SD19 special: Pleasanton retired game warden Pete Flores and San Antonio real estate agent Carlos Antonio Raymond filed as Republicans for the special election to fill the remaining two-plus years of former Sen. Carlos Uresti’s (D-San Antonio) term. Flores received 40% of the vote in the 2016 general election against Uresti. Raymond lost the 2018 Republican primary for HD117 to Michael Berlanga, 72%-28%, and ran unsuccessfully for the seat in 2016 as a write-in candidate, receiving 175 votes.

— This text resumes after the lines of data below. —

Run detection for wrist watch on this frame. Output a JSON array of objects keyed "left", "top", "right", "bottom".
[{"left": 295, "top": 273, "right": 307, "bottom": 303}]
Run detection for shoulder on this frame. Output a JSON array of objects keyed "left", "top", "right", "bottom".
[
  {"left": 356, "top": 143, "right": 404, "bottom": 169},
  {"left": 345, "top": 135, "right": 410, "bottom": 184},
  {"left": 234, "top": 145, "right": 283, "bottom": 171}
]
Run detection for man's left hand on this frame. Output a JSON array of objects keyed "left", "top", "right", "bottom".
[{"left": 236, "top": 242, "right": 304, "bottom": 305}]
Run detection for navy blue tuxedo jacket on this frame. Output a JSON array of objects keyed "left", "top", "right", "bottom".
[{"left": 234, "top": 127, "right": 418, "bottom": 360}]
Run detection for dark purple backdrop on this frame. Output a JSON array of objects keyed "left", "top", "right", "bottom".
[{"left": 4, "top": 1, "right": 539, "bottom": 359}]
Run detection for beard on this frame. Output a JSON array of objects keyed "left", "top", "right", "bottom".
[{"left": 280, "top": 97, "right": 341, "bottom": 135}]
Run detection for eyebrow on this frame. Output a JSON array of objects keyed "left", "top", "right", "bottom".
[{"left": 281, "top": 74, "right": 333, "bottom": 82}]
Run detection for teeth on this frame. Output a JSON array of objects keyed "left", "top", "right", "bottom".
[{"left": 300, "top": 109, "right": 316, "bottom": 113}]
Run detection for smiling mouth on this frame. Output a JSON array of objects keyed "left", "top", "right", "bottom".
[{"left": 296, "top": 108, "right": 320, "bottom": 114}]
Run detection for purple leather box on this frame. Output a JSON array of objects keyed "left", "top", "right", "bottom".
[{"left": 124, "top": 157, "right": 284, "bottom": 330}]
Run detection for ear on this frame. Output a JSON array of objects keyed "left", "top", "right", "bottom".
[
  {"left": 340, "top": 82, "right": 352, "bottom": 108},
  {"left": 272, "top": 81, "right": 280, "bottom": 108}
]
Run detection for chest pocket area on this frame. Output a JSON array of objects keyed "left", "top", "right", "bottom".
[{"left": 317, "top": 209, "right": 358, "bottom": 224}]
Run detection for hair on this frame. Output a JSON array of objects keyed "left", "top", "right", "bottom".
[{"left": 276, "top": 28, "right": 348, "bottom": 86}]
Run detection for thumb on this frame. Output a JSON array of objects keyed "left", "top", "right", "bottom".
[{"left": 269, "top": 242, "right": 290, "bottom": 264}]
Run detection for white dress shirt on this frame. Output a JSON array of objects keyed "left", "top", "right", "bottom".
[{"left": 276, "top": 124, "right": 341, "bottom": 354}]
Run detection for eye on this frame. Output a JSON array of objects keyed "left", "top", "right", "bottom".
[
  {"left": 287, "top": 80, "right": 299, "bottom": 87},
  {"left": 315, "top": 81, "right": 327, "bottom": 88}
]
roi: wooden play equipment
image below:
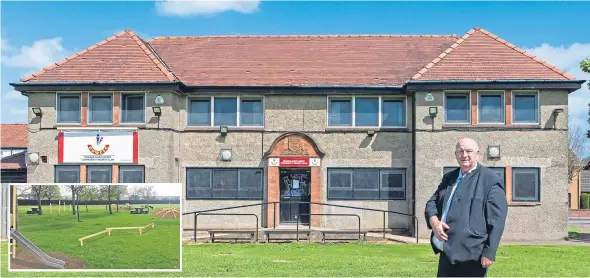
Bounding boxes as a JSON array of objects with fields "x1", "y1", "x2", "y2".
[
  {"x1": 78, "y1": 222, "x2": 155, "y2": 246},
  {"x1": 155, "y1": 207, "x2": 180, "y2": 219}
]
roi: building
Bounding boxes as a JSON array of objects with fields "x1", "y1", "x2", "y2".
[
  {"x1": 10, "y1": 27, "x2": 585, "y2": 241},
  {"x1": 568, "y1": 159, "x2": 590, "y2": 209},
  {"x1": 1, "y1": 124, "x2": 28, "y2": 183}
]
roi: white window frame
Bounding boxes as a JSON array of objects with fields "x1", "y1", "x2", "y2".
[
  {"x1": 56, "y1": 92, "x2": 82, "y2": 125},
  {"x1": 379, "y1": 169, "x2": 406, "y2": 194},
  {"x1": 443, "y1": 90, "x2": 472, "y2": 124},
  {"x1": 477, "y1": 90, "x2": 505, "y2": 124},
  {"x1": 119, "y1": 92, "x2": 147, "y2": 125},
  {"x1": 186, "y1": 96, "x2": 265, "y2": 127},
  {"x1": 88, "y1": 92, "x2": 114, "y2": 125},
  {"x1": 326, "y1": 95, "x2": 408, "y2": 128},
  {"x1": 512, "y1": 90, "x2": 540, "y2": 125}
]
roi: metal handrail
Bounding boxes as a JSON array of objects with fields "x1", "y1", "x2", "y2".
[
  {"x1": 296, "y1": 213, "x2": 361, "y2": 241},
  {"x1": 184, "y1": 201, "x2": 419, "y2": 243},
  {"x1": 194, "y1": 213, "x2": 258, "y2": 242}
]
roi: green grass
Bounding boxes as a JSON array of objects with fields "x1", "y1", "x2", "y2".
[
  {"x1": 2, "y1": 243, "x2": 589, "y2": 276},
  {"x1": 11, "y1": 204, "x2": 180, "y2": 270}
]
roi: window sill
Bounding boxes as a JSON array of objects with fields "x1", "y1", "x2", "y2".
[
  {"x1": 325, "y1": 127, "x2": 410, "y2": 133},
  {"x1": 185, "y1": 127, "x2": 265, "y2": 131},
  {"x1": 508, "y1": 202, "x2": 541, "y2": 207},
  {"x1": 442, "y1": 124, "x2": 543, "y2": 129}
]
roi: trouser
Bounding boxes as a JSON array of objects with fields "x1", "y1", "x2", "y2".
[{"x1": 437, "y1": 251, "x2": 488, "y2": 277}]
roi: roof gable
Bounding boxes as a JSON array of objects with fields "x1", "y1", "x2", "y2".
[
  {"x1": 21, "y1": 30, "x2": 176, "y2": 83},
  {"x1": 412, "y1": 28, "x2": 574, "y2": 81},
  {"x1": 0, "y1": 152, "x2": 26, "y2": 170}
]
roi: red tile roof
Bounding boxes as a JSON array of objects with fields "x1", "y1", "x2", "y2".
[
  {"x1": 147, "y1": 35, "x2": 458, "y2": 86},
  {"x1": 0, "y1": 152, "x2": 26, "y2": 170},
  {"x1": 412, "y1": 28, "x2": 574, "y2": 81},
  {"x1": 1, "y1": 124, "x2": 28, "y2": 148},
  {"x1": 21, "y1": 30, "x2": 176, "y2": 83}
]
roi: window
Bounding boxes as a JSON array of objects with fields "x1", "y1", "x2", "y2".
[
  {"x1": 89, "y1": 94, "x2": 113, "y2": 123},
  {"x1": 512, "y1": 168, "x2": 540, "y2": 202},
  {"x1": 513, "y1": 91, "x2": 539, "y2": 124},
  {"x1": 57, "y1": 94, "x2": 81, "y2": 123},
  {"x1": 55, "y1": 165, "x2": 80, "y2": 183},
  {"x1": 478, "y1": 91, "x2": 505, "y2": 123},
  {"x1": 87, "y1": 165, "x2": 112, "y2": 183},
  {"x1": 119, "y1": 165, "x2": 145, "y2": 183},
  {"x1": 121, "y1": 93, "x2": 145, "y2": 123},
  {"x1": 328, "y1": 96, "x2": 406, "y2": 128},
  {"x1": 444, "y1": 92, "x2": 470, "y2": 123},
  {"x1": 327, "y1": 168, "x2": 405, "y2": 200},
  {"x1": 188, "y1": 97, "x2": 263, "y2": 127},
  {"x1": 186, "y1": 168, "x2": 263, "y2": 200}
]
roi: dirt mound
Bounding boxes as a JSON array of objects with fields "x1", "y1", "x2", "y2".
[
  {"x1": 153, "y1": 208, "x2": 180, "y2": 219},
  {"x1": 10, "y1": 246, "x2": 88, "y2": 269}
]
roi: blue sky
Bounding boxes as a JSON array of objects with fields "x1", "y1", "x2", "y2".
[{"x1": 1, "y1": 1, "x2": 589, "y2": 152}]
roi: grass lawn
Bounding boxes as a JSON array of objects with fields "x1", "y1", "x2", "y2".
[
  {"x1": 10, "y1": 204, "x2": 180, "y2": 270},
  {"x1": 2, "y1": 243, "x2": 589, "y2": 277}
]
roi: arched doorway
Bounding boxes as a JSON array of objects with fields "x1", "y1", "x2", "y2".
[{"x1": 264, "y1": 133, "x2": 324, "y2": 228}]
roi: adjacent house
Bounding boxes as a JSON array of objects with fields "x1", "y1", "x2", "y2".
[
  {"x1": 0, "y1": 124, "x2": 28, "y2": 183},
  {"x1": 10, "y1": 27, "x2": 585, "y2": 241}
]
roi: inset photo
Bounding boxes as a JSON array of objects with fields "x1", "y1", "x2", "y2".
[{"x1": 7, "y1": 183, "x2": 181, "y2": 271}]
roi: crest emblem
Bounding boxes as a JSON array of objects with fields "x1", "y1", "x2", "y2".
[{"x1": 87, "y1": 133, "x2": 110, "y2": 155}]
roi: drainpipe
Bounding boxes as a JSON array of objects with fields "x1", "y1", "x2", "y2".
[{"x1": 411, "y1": 93, "x2": 417, "y2": 239}]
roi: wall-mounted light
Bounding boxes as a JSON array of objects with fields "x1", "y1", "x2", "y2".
[
  {"x1": 488, "y1": 145, "x2": 501, "y2": 159},
  {"x1": 220, "y1": 126, "x2": 228, "y2": 137},
  {"x1": 553, "y1": 108, "x2": 564, "y2": 116},
  {"x1": 152, "y1": 107, "x2": 162, "y2": 117},
  {"x1": 32, "y1": 107, "x2": 42, "y2": 117},
  {"x1": 367, "y1": 130, "x2": 376, "y2": 137},
  {"x1": 429, "y1": 107, "x2": 438, "y2": 118},
  {"x1": 220, "y1": 149, "x2": 232, "y2": 161},
  {"x1": 155, "y1": 95, "x2": 165, "y2": 105},
  {"x1": 28, "y1": 152, "x2": 40, "y2": 164}
]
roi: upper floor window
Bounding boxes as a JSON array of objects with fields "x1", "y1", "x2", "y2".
[
  {"x1": 478, "y1": 91, "x2": 505, "y2": 124},
  {"x1": 188, "y1": 97, "x2": 263, "y2": 127},
  {"x1": 513, "y1": 91, "x2": 539, "y2": 124},
  {"x1": 57, "y1": 93, "x2": 81, "y2": 124},
  {"x1": 328, "y1": 96, "x2": 406, "y2": 128},
  {"x1": 121, "y1": 93, "x2": 145, "y2": 124},
  {"x1": 444, "y1": 92, "x2": 470, "y2": 123},
  {"x1": 89, "y1": 93, "x2": 113, "y2": 124}
]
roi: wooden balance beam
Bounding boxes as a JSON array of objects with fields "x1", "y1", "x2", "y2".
[{"x1": 79, "y1": 223, "x2": 155, "y2": 246}]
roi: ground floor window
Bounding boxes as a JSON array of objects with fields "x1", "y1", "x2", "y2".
[
  {"x1": 54, "y1": 165, "x2": 80, "y2": 183},
  {"x1": 512, "y1": 167, "x2": 540, "y2": 202},
  {"x1": 119, "y1": 165, "x2": 145, "y2": 183},
  {"x1": 87, "y1": 165, "x2": 112, "y2": 183},
  {"x1": 327, "y1": 168, "x2": 405, "y2": 200},
  {"x1": 186, "y1": 168, "x2": 263, "y2": 200}
]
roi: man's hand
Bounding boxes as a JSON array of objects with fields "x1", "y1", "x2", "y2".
[
  {"x1": 429, "y1": 216, "x2": 449, "y2": 241},
  {"x1": 481, "y1": 256, "x2": 494, "y2": 268}
]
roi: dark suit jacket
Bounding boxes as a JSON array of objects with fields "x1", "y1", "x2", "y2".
[{"x1": 425, "y1": 163, "x2": 508, "y2": 264}]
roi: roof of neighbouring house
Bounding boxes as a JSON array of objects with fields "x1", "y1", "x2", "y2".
[
  {"x1": 0, "y1": 152, "x2": 26, "y2": 170},
  {"x1": 0, "y1": 124, "x2": 28, "y2": 148},
  {"x1": 17, "y1": 27, "x2": 576, "y2": 86}
]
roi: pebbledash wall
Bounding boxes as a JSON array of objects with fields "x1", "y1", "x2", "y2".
[{"x1": 25, "y1": 88, "x2": 569, "y2": 241}]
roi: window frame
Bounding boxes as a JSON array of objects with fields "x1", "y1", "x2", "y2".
[
  {"x1": 327, "y1": 168, "x2": 406, "y2": 200},
  {"x1": 86, "y1": 165, "x2": 113, "y2": 183},
  {"x1": 185, "y1": 167, "x2": 264, "y2": 200},
  {"x1": 119, "y1": 92, "x2": 147, "y2": 125},
  {"x1": 118, "y1": 165, "x2": 145, "y2": 183},
  {"x1": 512, "y1": 90, "x2": 540, "y2": 125},
  {"x1": 56, "y1": 93, "x2": 82, "y2": 124},
  {"x1": 477, "y1": 90, "x2": 505, "y2": 124},
  {"x1": 88, "y1": 92, "x2": 114, "y2": 124},
  {"x1": 511, "y1": 167, "x2": 540, "y2": 202},
  {"x1": 443, "y1": 91, "x2": 472, "y2": 124},
  {"x1": 187, "y1": 96, "x2": 265, "y2": 128},
  {"x1": 326, "y1": 95, "x2": 407, "y2": 128},
  {"x1": 54, "y1": 165, "x2": 81, "y2": 183}
]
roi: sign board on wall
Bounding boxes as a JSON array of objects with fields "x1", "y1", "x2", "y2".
[
  {"x1": 58, "y1": 131, "x2": 138, "y2": 164},
  {"x1": 269, "y1": 157, "x2": 321, "y2": 167}
]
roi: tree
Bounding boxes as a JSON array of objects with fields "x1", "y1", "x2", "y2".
[
  {"x1": 30, "y1": 186, "x2": 48, "y2": 215},
  {"x1": 581, "y1": 58, "x2": 590, "y2": 73},
  {"x1": 99, "y1": 185, "x2": 115, "y2": 214},
  {"x1": 111, "y1": 185, "x2": 128, "y2": 212},
  {"x1": 69, "y1": 185, "x2": 76, "y2": 215},
  {"x1": 80, "y1": 186, "x2": 100, "y2": 212},
  {"x1": 139, "y1": 185, "x2": 156, "y2": 201},
  {"x1": 129, "y1": 187, "x2": 142, "y2": 200},
  {"x1": 42, "y1": 185, "x2": 61, "y2": 205},
  {"x1": 569, "y1": 124, "x2": 589, "y2": 183},
  {"x1": 70, "y1": 185, "x2": 86, "y2": 222}
]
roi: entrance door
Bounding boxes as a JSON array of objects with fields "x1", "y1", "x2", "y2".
[{"x1": 279, "y1": 168, "x2": 311, "y2": 224}]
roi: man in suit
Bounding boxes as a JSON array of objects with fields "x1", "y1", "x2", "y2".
[{"x1": 425, "y1": 137, "x2": 508, "y2": 277}]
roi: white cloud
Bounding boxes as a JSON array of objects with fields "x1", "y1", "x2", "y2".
[
  {"x1": 525, "y1": 43, "x2": 590, "y2": 157},
  {"x1": 4, "y1": 90, "x2": 25, "y2": 101},
  {"x1": 1, "y1": 39, "x2": 11, "y2": 52},
  {"x1": 155, "y1": 0, "x2": 261, "y2": 16},
  {"x1": 2, "y1": 37, "x2": 68, "y2": 69}
]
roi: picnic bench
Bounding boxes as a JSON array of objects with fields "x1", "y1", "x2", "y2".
[
  {"x1": 26, "y1": 207, "x2": 40, "y2": 215},
  {"x1": 207, "y1": 230, "x2": 258, "y2": 243},
  {"x1": 263, "y1": 229, "x2": 312, "y2": 243},
  {"x1": 319, "y1": 230, "x2": 367, "y2": 243}
]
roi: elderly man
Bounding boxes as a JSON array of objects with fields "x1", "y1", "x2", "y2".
[{"x1": 425, "y1": 137, "x2": 508, "y2": 277}]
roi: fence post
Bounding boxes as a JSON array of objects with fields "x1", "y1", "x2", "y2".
[
  {"x1": 193, "y1": 213, "x2": 197, "y2": 242},
  {"x1": 383, "y1": 211, "x2": 386, "y2": 238}
]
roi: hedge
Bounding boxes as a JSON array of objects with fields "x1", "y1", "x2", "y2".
[{"x1": 581, "y1": 193, "x2": 590, "y2": 209}]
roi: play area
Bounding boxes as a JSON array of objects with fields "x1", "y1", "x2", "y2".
[{"x1": 8, "y1": 185, "x2": 181, "y2": 270}]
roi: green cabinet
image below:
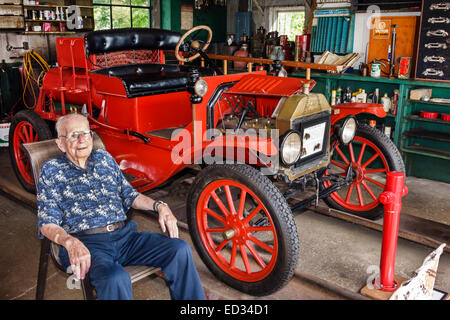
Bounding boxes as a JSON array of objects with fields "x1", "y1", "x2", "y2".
[
  {"x1": 291, "y1": 71, "x2": 450, "y2": 183},
  {"x1": 161, "y1": 0, "x2": 226, "y2": 42}
]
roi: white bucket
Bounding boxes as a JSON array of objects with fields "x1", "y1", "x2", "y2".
[{"x1": 0, "y1": 123, "x2": 10, "y2": 147}]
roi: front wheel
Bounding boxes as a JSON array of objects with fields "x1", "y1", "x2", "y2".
[
  {"x1": 322, "y1": 123, "x2": 405, "y2": 220},
  {"x1": 187, "y1": 164, "x2": 299, "y2": 296},
  {"x1": 8, "y1": 110, "x2": 52, "y2": 193}
]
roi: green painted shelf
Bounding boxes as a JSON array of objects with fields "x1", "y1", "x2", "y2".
[{"x1": 290, "y1": 71, "x2": 450, "y2": 183}]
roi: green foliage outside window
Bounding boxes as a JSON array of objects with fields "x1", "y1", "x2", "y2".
[
  {"x1": 94, "y1": 6, "x2": 111, "y2": 30},
  {"x1": 132, "y1": 8, "x2": 149, "y2": 28},
  {"x1": 277, "y1": 11, "x2": 305, "y2": 41},
  {"x1": 93, "y1": 0, "x2": 150, "y2": 30}
]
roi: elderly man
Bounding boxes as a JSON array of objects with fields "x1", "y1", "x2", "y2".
[{"x1": 37, "y1": 113, "x2": 205, "y2": 300}]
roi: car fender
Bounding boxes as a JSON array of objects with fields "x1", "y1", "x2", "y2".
[{"x1": 331, "y1": 102, "x2": 386, "y2": 125}]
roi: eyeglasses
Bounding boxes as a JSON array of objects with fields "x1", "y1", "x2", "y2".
[{"x1": 60, "y1": 130, "x2": 93, "y2": 142}]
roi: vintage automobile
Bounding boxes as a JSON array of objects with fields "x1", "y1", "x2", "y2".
[{"x1": 9, "y1": 26, "x2": 404, "y2": 296}]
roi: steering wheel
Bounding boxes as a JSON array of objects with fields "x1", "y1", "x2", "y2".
[{"x1": 175, "y1": 25, "x2": 213, "y2": 63}]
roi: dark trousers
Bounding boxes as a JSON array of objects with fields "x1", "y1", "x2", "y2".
[{"x1": 59, "y1": 221, "x2": 206, "y2": 300}]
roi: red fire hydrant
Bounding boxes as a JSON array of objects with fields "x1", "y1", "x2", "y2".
[{"x1": 377, "y1": 171, "x2": 408, "y2": 291}]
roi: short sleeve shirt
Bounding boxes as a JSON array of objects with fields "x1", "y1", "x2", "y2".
[{"x1": 37, "y1": 149, "x2": 139, "y2": 237}]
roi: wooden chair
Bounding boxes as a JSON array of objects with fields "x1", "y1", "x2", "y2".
[{"x1": 22, "y1": 132, "x2": 162, "y2": 300}]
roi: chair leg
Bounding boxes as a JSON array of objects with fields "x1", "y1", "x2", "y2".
[
  {"x1": 36, "y1": 238, "x2": 51, "y2": 300},
  {"x1": 81, "y1": 274, "x2": 97, "y2": 300}
]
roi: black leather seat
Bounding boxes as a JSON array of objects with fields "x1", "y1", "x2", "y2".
[
  {"x1": 85, "y1": 28, "x2": 214, "y2": 97},
  {"x1": 90, "y1": 63, "x2": 214, "y2": 97}
]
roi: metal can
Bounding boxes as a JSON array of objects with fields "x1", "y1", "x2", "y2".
[{"x1": 371, "y1": 63, "x2": 381, "y2": 77}]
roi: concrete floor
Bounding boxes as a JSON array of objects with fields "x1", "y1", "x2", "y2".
[{"x1": 0, "y1": 146, "x2": 449, "y2": 300}]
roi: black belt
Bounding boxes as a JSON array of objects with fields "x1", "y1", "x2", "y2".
[{"x1": 71, "y1": 221, "x2": 125, "y2": 236}]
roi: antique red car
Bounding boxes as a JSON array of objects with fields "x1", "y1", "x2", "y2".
[{"x1": 9, "y1": 26, "x2": 404, "y2": 296}]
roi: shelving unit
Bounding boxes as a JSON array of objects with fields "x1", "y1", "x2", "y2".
[
  {"x1": 290, "y1": 71, "x2": 450, "y2": 183},
  {"x1": 0, "y1": 0, "x2": 24, "y2": 29},
  {"x1": 22, "y1": 0, "x2": 93, "y2": 34}
]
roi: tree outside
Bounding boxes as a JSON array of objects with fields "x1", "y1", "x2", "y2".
[
  {"x1": 94, "y1": 0, "x2": 150, "y2": 30},
  {"x1": 277, "y1": 11, "x2": 305, "y2": 41}
]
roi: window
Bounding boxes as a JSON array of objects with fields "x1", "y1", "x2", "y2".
[
  {"x1": 93, "y1": 0, "x2": 151, "y2": 30},
  {"x1": 269, "y1": 6, "x2": 305, "y2": 41}
]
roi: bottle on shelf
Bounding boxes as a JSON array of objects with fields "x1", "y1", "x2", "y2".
[
  {"x1": 345, "y1": 87, "x2": 352, "y2": 102},
  {"x1": 392, "y1": 89, "x2": 399, "y2": 115},
  {"x1": 381, "y1": 93, "x2": 392, "y2": 113},
  {"x1": 384, "y1": 126, "x2": 392, "y2": 138},
  {"x1": 356, "y1": 89, "x2": 367, "y2": 103},
  {"x1": 372, "y1": 88, "x2": 380, "y2": 104},
  {"x1": 331, "y1": 90, "x2": 336, "y2": 106},
  {"x1": 336, "y1": 87, "x2": 342, "y2": 104}
]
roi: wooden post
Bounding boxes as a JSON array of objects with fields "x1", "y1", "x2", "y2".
[
  {"x1": 306, "y1": 68, "x2": 311, "y2": 80},
  {"x1": 223, "y1": 60, "x2": 228, "y2": 75},
  {"x1": 247, "y1": 62, "x2": 253, "y2": 72}
]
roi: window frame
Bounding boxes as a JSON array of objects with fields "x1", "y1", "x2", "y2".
[
  {"x1": 268, "y1": 5, "x2": 305, "y2": 39},
  {"x1": 93, "y1": 0, "x2": 152, "y2": 30}
]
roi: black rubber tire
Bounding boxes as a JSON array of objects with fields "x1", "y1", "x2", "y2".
[
  {"x1": 187, "y1": 164, "x2": 299, "y2": 296},
  {"x1": 322, "y1": 123, "x2": 405, "y2": 220},
  {"x1": 8, "y1": 110, "x2": 52, "y2": 193}
]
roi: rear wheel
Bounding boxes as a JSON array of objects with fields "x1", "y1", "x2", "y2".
[
  {"x1": 9, "y1": 110, "x2": 52, "y2": 193},
  {"x1": 187, "y1": 164, "x2": 299, "y2": 296},
  {"x1": 322, "y1": 123, "x2": 405, "y2": 220}
]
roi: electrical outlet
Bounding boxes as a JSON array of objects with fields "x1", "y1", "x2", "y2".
[{"x1": 23, "y1": 42, "x2": 29, "y2": 50}]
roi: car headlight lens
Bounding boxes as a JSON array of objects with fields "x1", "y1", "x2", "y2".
[
  {"x1": 281, "y1": 130, "x2": 302, "y2": 165},
  {"x1": 194, "y1": 78, "x2": 208, "y2": 97},
  {"x1": 339, "y1": 116, "x2": 357, "y2": 145}
]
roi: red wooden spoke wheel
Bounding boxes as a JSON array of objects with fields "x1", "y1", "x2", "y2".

They join former Harlandale ISD board president Jesse Jay Alaniz, who filed yesterday. With three Republicans now in the race, the odds that one of them will make a runoff against either Rep. Roland Gutierrez (D-San Antonio) or former Rep. and U.S. Rep. Pete Gallego (D-Alpine) grow longer. A possible third Democrat, San Antonio attorney and longtime Democratic activist Charlie Urbina Jones, recently reactivated his campaign committee for the race, suggesting both parties’ voters will be split among several contenders.
Candidates for the July 31 special election must file with the Secretary of State by Monday.
Independent Candidates: Nine candidates for state and federal office running as independents met Thursday’s deadline to file their applications and signatures with the Secretary of State. Of those, the application of Kesha Rogers (CD9) has been certified. A spokesman for the office said the remaining applications are still being reviewed.
A single application was filed for a candidate in HD6, CD2, CD16, CD18, CD21, CD22, CD25 and CD27. Tyler rabbi Neal Katz is the only person who filed a declaration of intent to seek HD6 as an independent. For the other offices listed, more than one person filed declarations of intent, so we do not know whose applications are being reviewed. A final list of certified candidate is expected to be released on Monday.
None of the eight independent candidates for governor or six independent candidates for U.S. Senate met the deadline.
Sixty-eight Texans filed declarations of intent to run as independent candidates for state and federal offices in 2018, up from 15 for 2016. Candidates running for Congress, state senator and state representative needed to collect the lesser of 500 signatures or 5% of all votes cast for governor in 2014 in the district. The U.S. Senate and statewide candidates needed 47,183 signatures, which is 1% of the votes cast for governor in 2014. Only signatures from registered voters who did not participate in a party’s nominating process can be counted.
One final filing period remains. Write-in candidates can file their declarations and signatures with the Secretary of State between July 21 and August 20. Write-in candidates for statewide office need 5,000 signatures. Write-in candidates for legislative and congressional offices need the lesser of 500 signatures or 2% of the votes cast for governor in 2014.